Hazırlık turnuvamıza burada başlıyoruz. Herhangi bir kampa gitmeyeceğiz. Geçen sene de böyle yapmıştık. Staff bu şekilde tercih ediyor. 11 Eylül'de Zenit'le burada bir maçımız olacak. Hatta o maçı seyircilerimize de açacağız, kombine sahiplerini de o maçta ağırlayacağız. Bütün iletişimleri hesaplarımızdan takip edebilirler. Ayın 6'sında seyirciye kapalı bir Bahçeşehir maçımız olacak. Sonra güzel, çok rekabetçi 2 turnuvaya katılacağız. Birincisi Rodos'ta 15-16 Eylül'de. İlk gün Maccabi'yle ikinci gün Panathinaikos'la oynayacağız. 2 gün İstanbul'da geçirdikten sonra ayın 21'i ve 24'ü arasında Moskova'da turnuvaya katılacağız. En güçlü Rus takımları olacak. Yeterli düzeyde maçlar yapıp sezona hazırlanmış olacağız. Döndükten sonra zaten Türkiye Ligi ve EuroLeague maratonu başlayacak.

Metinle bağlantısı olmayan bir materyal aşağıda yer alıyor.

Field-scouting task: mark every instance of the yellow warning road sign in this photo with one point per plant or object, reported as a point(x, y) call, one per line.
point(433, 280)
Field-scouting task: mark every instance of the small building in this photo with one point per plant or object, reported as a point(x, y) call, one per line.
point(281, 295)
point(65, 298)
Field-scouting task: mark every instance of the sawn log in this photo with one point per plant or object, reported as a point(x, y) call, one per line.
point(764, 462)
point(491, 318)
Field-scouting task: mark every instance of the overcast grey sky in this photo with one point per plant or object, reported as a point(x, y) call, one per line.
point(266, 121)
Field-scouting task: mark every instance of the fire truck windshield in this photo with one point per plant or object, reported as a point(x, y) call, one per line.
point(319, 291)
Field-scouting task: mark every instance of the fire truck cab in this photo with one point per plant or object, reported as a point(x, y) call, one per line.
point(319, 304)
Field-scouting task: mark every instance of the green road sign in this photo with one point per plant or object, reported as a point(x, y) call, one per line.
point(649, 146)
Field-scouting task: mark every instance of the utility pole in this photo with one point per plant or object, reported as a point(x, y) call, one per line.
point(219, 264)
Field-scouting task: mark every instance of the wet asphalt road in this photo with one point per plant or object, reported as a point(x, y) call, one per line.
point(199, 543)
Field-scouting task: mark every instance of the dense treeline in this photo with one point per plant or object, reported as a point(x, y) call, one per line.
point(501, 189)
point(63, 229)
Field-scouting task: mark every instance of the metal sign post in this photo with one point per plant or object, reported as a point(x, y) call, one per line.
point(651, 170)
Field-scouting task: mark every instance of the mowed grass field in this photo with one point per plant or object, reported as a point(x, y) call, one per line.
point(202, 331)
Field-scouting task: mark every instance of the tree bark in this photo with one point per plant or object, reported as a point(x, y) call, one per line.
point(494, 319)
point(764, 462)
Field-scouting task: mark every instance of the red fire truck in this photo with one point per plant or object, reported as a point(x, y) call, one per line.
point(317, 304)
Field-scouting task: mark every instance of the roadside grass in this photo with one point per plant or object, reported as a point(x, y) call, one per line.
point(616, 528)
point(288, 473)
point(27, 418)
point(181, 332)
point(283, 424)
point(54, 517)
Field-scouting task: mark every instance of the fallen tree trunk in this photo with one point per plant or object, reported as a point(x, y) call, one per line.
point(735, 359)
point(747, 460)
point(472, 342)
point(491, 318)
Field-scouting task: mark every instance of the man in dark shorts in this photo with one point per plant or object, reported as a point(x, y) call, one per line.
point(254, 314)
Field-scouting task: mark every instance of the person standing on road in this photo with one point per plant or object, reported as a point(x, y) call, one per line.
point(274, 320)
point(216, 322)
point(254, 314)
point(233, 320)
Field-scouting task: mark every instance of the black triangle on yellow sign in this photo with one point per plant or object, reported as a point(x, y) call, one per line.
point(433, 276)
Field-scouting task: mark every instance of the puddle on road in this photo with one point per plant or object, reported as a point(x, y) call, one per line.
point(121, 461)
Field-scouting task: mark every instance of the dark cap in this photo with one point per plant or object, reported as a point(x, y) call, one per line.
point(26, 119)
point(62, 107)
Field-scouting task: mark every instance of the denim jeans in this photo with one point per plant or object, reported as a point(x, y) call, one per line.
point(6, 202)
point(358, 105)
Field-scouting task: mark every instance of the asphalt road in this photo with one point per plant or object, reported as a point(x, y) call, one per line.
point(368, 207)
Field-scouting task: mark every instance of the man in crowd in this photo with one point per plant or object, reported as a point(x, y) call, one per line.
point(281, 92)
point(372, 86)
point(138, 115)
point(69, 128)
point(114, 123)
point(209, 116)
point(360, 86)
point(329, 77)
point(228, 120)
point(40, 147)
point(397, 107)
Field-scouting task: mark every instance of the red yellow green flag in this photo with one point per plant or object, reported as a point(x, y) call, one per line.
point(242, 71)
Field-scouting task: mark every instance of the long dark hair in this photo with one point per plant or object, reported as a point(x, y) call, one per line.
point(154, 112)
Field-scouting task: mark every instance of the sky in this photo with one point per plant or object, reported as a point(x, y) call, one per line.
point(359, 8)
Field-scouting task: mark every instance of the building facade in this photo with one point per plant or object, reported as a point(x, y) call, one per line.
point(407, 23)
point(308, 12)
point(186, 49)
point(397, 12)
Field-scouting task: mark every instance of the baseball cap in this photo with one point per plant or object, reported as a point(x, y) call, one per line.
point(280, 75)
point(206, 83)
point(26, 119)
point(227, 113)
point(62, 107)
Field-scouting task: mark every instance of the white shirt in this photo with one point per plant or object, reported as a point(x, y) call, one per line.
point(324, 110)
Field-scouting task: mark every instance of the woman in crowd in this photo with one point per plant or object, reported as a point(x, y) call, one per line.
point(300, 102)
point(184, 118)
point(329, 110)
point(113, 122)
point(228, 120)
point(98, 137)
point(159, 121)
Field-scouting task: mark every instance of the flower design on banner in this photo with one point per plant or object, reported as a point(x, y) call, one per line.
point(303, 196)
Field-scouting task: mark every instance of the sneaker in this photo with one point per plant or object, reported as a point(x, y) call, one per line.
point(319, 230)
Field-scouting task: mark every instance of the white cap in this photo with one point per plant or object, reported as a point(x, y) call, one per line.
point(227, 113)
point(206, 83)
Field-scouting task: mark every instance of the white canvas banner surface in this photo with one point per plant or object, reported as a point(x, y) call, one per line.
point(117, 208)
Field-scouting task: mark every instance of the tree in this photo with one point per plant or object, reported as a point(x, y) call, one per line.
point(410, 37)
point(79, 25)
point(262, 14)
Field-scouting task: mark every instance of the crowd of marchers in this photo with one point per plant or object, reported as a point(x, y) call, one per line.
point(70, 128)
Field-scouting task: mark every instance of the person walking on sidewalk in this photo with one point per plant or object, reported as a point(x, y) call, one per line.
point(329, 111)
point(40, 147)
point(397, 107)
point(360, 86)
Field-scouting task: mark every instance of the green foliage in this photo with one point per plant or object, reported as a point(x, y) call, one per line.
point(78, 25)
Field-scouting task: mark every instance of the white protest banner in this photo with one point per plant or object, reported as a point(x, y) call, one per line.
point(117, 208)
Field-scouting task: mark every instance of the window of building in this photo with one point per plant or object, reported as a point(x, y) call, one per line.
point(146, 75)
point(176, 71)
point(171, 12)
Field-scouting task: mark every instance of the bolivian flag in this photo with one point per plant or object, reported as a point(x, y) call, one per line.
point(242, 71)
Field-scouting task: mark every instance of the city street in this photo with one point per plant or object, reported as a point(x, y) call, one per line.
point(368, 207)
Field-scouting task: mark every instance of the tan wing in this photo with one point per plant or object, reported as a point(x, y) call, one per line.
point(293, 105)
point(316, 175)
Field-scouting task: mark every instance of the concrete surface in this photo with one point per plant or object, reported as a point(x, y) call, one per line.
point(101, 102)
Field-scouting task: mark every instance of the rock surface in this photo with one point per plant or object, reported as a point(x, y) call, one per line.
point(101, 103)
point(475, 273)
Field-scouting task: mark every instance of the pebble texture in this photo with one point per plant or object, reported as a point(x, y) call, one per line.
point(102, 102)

Kombine satışlarımız devam ediyor. Şu ana kadar beklediğimiz düzeyde hatta biraz üzerinde talep var. Çok teşekkür ediyorum. Biliyorum zor zamanlardan geçiyoruz, ekonomimiz zor, herkes zorlanıyor ama insanların bu takıma sahip çıkacağını görmek bizim için çok sevindirici. Demek ki kurulan kadro onlara da umut veriyor. Şu anda öncelikli satış da açıldı. Genel satışta da yoğun ilgi olacağını görüyorum. Burada bu coşkulu atmosferi yaratmak, bu takımın gidebileceği en yüksek noktaya gitmesi için çok önemli. Çok içimize sinen bir kadro oldu. Eksikler muhakkak olacak. Eğlendiğimiz, kutladığımız ve yere düştüğümüz, ayağa kalkmamız gereken günler muhakkak olacak. Bu birliktelik ayağa kalkmamız için bize her zaman yardım edecek. Biz bu takımın potansiyeline, karakterine sonuna kadar inanıyoruz. İnşallah taraftarımızla beraber Berlin'deki o salonda her tarafı sarı laciverte boyayacağımız bir Final Four yaşarız.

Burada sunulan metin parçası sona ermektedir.